Die Motion will zudem Vorgaben für sämtliche Bauten machen, nicht nur für die Bauten des Kantons. Es stellt sich die Frage, ob es eine Kantonsaufgabe ist, dass man solche Daten sammelt und der Privatwirtschaft zusätzliche Vorgaben auferlegt; Vorgaben, die in der Umsetzung hochkomplex und in der Umsetzung aber auch fehleranfällig sein können.

Man müsste sämtliche verwendete Baumaterialien in einer Datenbank erfassen. Da stellt sich mir schon die Frage: Wann muss man das tun? Im Rahmen des Baubewilligungsverfahrens wäre es wahrscheinlich am einfachsten, aber nicht zuverlässig. Es ist ein Baubewilligungsverfahren, und nicht eine effektive Bauausführung.
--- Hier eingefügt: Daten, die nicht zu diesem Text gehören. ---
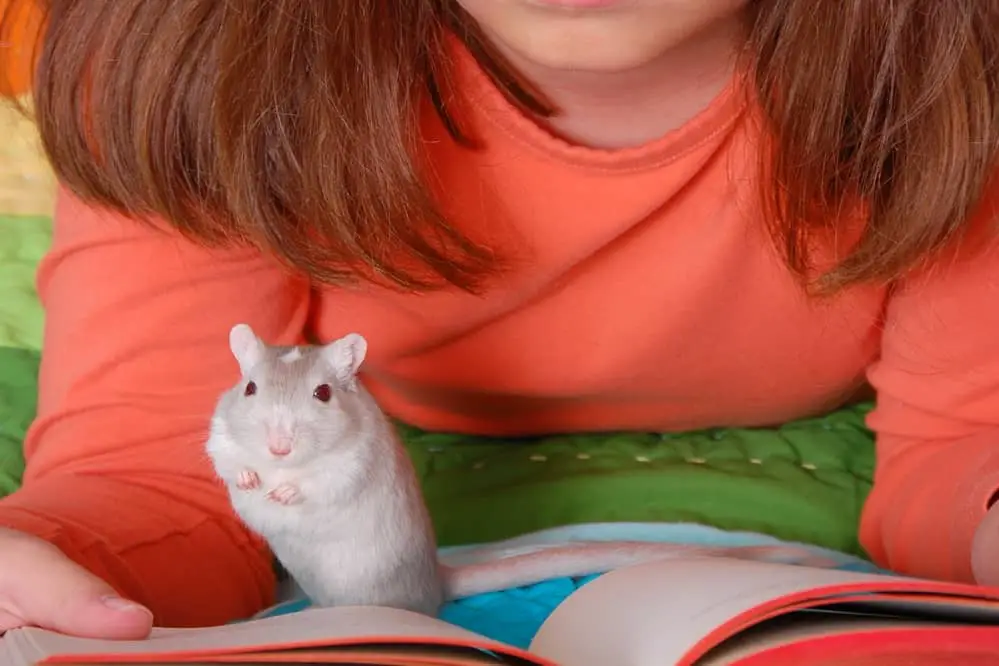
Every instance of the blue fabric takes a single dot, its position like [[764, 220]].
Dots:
[[514, 616]]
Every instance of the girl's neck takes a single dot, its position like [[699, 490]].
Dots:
[[629, 108]]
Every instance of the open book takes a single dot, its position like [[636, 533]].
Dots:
[[691, 610]]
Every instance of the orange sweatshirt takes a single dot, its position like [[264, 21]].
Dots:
[[651, 300]]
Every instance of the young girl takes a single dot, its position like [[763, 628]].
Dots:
[[545, 215]]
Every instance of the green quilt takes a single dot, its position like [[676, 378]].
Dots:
[[805, 481]]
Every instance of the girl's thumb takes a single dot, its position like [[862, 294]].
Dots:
[[48, 590]]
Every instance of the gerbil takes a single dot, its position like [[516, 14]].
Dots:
[[315, 467]]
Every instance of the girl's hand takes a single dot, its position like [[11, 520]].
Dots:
[[985, 549], [41, 587]]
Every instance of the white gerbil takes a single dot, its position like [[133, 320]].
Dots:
[[315, 467]]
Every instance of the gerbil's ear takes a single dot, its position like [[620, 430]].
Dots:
[[246, 346], [346, 355]]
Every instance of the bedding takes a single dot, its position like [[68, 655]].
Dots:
[[804, 482]]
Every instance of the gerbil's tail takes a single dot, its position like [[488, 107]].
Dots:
[[594, 557]]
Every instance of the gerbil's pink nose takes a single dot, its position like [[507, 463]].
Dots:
[[279, 445]]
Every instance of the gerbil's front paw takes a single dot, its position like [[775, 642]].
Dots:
[[247, 480], [285, 493]]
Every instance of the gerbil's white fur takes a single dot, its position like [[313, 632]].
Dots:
[[342, 509]]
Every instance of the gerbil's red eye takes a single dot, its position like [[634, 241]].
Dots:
[[323, 393]]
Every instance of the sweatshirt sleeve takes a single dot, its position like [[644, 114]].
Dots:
[[135, 354], [937, 412]]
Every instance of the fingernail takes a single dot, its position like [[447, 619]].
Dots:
[[124, 605]]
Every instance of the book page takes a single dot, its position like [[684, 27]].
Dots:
[[318, 627], [670, 612]]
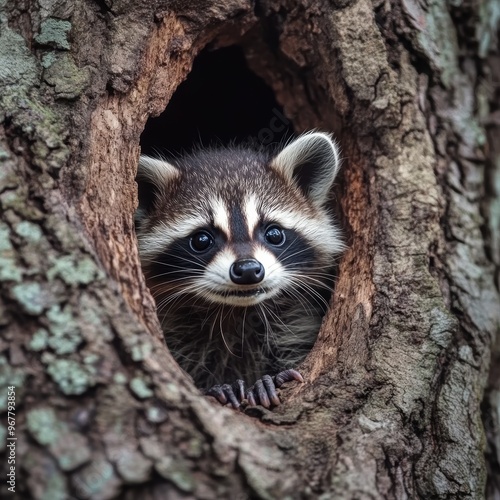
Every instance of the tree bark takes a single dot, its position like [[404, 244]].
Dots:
[[391, 407]]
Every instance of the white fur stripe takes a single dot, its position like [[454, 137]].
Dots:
[[221, 215], [320, 231], [250, 212], [161, 236]]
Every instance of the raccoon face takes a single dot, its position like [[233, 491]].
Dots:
[[236, 226]]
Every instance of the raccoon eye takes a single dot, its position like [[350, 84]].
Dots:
[[201, 241], [275, 235]]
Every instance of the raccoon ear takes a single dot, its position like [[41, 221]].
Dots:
[[153, 175], [312, 162]]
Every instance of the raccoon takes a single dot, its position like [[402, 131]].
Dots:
[[238, 245]]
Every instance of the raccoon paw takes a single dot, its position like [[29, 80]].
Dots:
[[263, 392], [226, 393]]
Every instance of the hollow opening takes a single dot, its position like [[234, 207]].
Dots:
[[221, 101], [230, 97]]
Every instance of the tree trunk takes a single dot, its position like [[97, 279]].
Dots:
[[391, 406]]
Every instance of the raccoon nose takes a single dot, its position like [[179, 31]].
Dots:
[[246, 272]]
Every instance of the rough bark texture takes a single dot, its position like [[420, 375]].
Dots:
[[392, 403]]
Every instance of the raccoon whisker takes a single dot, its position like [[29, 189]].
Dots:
[[312, 279], [310, 311], [309, 290]]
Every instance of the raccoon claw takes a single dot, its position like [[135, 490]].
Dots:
[[224, 393], [264, 390], [287, 376]]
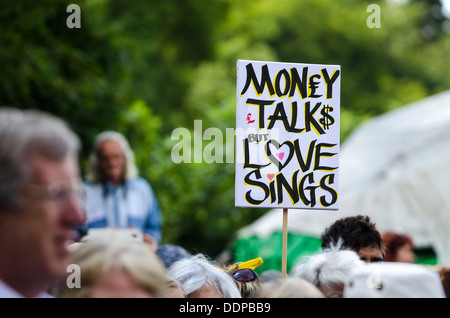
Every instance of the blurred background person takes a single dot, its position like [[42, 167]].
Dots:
[[114, 267], [115, 195], [201, 279], [357, 233], [328, 270], [40, 204], [289, 287], [399, 247]]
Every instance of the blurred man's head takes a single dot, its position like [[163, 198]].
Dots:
[[40, 203], [358, 234]]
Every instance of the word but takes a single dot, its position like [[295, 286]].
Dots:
[[374, 20], [74, 19]]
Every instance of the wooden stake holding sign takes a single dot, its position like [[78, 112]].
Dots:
[[284, 245], [287, 137]]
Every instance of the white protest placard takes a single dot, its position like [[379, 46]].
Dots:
[[287, 135]]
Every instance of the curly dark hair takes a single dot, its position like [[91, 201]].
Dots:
[[356, 232]]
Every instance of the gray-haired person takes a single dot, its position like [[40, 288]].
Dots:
[[39, 201], [115, 195], [201, 279]]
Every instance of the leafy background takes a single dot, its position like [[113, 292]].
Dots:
[[145, 68]]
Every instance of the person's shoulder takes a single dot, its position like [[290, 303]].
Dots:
[[90, 185], [139, 182]]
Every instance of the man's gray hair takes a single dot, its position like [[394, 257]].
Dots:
[[194, 272], [94, 173], [27, 132]]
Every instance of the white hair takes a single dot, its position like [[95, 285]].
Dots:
[[94, 173], [194, 272], [328, 269], [25, 132]]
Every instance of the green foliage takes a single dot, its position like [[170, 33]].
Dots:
[[145, 68]]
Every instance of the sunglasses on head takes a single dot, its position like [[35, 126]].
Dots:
[[244, 275]]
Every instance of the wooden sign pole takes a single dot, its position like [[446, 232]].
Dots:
[[284, 245]]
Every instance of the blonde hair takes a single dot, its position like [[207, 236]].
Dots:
[[98, 256], [94, 173]]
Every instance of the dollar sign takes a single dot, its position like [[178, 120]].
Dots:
[[327, 119]]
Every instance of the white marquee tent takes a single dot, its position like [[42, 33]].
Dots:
[[395, 168]]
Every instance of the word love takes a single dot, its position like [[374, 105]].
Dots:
[[315, 153]]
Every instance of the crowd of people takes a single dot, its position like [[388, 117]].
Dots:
[[109, 227]]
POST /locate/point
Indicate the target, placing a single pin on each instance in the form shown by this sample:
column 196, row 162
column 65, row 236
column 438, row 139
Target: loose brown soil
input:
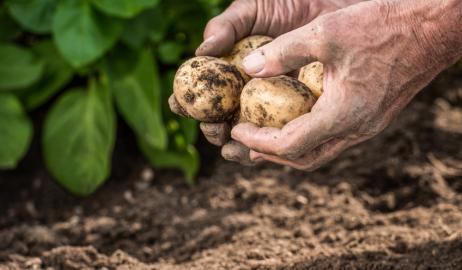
column 394, row 202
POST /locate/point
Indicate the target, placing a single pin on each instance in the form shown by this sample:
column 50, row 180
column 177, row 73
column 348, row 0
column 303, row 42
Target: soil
column 394, row 202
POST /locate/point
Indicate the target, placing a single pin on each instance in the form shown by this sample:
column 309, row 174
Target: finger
column 223, row 31
column 299, row 136
column 312, row 160
column 237, row 152
column 216, row 133
column 175, row 107
column 288, row 52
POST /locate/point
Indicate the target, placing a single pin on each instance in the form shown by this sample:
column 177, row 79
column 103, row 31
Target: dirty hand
column 251, row 17
column 377, row 56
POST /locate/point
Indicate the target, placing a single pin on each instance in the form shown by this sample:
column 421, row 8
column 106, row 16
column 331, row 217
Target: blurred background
column 87, row 66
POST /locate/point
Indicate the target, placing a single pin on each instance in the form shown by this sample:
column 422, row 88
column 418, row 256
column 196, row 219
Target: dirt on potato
column 394, row 202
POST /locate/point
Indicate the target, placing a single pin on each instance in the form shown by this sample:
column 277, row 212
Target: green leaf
column 33, row 15
column 138, row 98
column 8, row 28
column 150, row 24
column 170, row 52
column 57, row 74
column 124, row 8
column 189, row 129
column 78, row 139
column 81, row 34
column 186, row 160
column 19, row 68
column 15, row 131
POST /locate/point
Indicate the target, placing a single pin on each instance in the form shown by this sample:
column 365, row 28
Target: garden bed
column 394, row 202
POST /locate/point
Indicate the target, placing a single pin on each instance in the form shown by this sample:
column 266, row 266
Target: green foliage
column 15, row 131
column 82, row 34
column 78, row 137
column 103, row 58
column 19, row 67
column 33, row 15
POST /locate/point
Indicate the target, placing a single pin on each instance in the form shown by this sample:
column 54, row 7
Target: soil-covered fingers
column 289, row 52
column 216, row 133
column 296, row 138
column 237, row 152
column 312, row 160
column 224, row 30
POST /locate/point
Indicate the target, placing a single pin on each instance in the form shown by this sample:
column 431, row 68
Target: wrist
column 437, row 27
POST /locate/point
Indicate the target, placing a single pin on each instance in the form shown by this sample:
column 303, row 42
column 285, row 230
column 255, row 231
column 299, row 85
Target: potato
column 208, row 88
column 273, row 102
column 312, row 76
column 243, row 48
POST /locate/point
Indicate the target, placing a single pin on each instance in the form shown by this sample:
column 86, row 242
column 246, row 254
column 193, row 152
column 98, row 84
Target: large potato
column 208, row 88
column 312, row 76
column 273, row 102
column 243, row 48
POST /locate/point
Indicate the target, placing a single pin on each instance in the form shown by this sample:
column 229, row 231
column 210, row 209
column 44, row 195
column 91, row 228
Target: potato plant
column 85, row 62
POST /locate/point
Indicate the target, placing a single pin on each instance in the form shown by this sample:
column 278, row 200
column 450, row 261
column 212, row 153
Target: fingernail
column 206, row 44
column 254, row 63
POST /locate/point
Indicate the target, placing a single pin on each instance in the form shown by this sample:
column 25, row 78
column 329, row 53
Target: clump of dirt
column 394, row 202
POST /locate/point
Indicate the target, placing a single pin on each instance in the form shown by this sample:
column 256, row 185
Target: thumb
column 224, row 30
column 288, row 52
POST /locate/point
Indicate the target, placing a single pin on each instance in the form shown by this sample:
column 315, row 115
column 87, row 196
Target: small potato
column 273, row 102
column 208, row 88
column 312, row 76
column 243, row 48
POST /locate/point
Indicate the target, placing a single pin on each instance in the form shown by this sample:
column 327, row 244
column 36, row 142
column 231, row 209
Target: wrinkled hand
column 251, row 17
column 377, row 56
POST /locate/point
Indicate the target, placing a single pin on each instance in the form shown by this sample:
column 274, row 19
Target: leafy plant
column 87, row 61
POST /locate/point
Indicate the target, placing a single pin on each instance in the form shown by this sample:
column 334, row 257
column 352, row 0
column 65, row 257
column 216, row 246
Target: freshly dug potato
column 243, row 48
column 273, row 102
column 208, row 88
column 312, row 76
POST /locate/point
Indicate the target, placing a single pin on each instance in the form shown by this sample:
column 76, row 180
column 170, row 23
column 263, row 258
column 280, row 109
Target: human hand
column 377, row 56
column 252, row 17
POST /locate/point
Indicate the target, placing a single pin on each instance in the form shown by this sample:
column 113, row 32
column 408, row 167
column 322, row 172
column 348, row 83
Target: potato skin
column 208, row 88
column 273, row 102
column 312, row 76
column 243, row 48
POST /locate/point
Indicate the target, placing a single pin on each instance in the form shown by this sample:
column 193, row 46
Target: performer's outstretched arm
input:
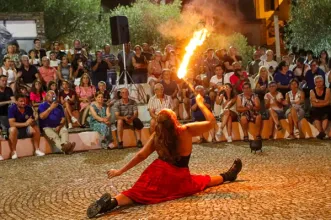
column 147, row 150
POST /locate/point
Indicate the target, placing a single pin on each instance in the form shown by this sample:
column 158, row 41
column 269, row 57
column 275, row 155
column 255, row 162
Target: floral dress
column 100, row 127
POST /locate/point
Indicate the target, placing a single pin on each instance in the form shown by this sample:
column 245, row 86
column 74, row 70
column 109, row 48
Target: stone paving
column 288, row 180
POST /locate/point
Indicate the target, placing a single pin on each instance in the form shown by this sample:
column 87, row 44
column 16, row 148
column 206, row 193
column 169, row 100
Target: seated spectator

Die gesammelten Daten dürften auf Annahmen basieren, die nicht dem realen Materialeinsatz entsprechen, weil man plötzlich das Zeug nicht bekommt, wenn man bestellt. Dieser Aufwand würde bei den Gemeinden und den Regierungsstatthalterämtern anfallen. Sie müssten die Daten erheben und prüfen. Das sind diejenigen, von denen Sie noch vor ein paar Dutzend Minuten gesagt haben, sie würden sowieso nicht nachkommen, sie seien zu langsam.

Nachher müsste man die Daten wohl in eine zentrale kantonale Datenbank geben, müsste diese zugänglich machen, müsste Fragen zum Datenschutz und zur IT-Umsetzung beantworten, und am Ende geht es dann wieder um Kosten, Mehrkosten, die man wahrscheinlich auf die Bauherrschaften überwälzen würde. Das verteuert nachher wieder das ganze Bauen. In Zeiten des drohenden Wohnungsmangels – es ist gesagt worden – und steigender Mietpreise ist das wahrscheinlich nicht im öffentlichen Interesse.

Deshalb das Fazit: Wir bekennen uns als Regierungsrat des Kantons Bern im ganzen Handeln weiterhin zu nachhaltigen Bauten, zum nachhaltigen Bauen. Wir lehnen aber die geforderte Materialnachweispflicht ab und beantragen vor diesem Hintergrund die Ablehnung der Motion und konsequenterweise auch des Postulats. Wenn Sie jetzt Ja sagen würden, auch zu einem Postulat, wäre das genau das Gegenteil dessen, was Sie während der Diskussion zur Baubewilligungsbeschleunigung gefordert haben. Deshalb: Nein.